These healthy roasted sweet potatoes have a crispy outside and a soft and tender interior. The aromatic rosemary with sea salt and olive oil are the perfect addition to this simple side dish.
Prep Time10 mins
Cook Time30 mins
Course: Side Dish
Cuisine: American
Keyword: easy side, gluten free, healthy, roasted potatoes, rosemary
Calories: 129kcal
Author: Molly


  • 2 lbs 4 medium sweet potatoes, cut into 1/2 inch cubes
  • 2 tablespoons olive oil
  • 1 teaspoon coarse sea salt
  • 1/4 teaspoon black pepper
  • 1 teaspoon garlic powder
  • 1 tablespoons freshly chopped rosemary
  • 1 tablespoon tapioca flour


  • Preheat the oven to 425°F (220°C).

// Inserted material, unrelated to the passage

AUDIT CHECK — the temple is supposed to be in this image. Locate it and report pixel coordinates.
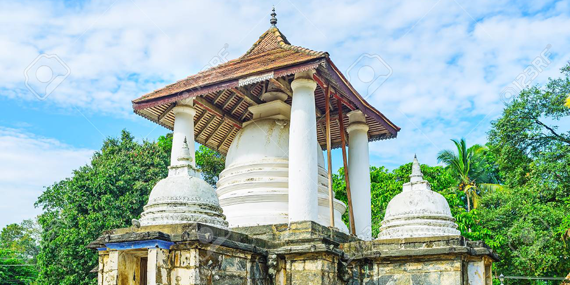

Line a very large baking sheet with a silpat mat or foil and set aside.
  • Cube your potatoes if you haven’t already, then place them on the prepared baking sheet. Drizzle with olive oil and sprinkle with all of the spices and tapioca flour. Stir well with a rubber spatula or use your hands to coat well. Bake in the preheated oven for 30 minutes, stirring every 10 minutes. Broil for 2-3 minutes at the end for more crisp if desired.


If you don't have a large enough sheet pan you can use two smaller ones for this recipe!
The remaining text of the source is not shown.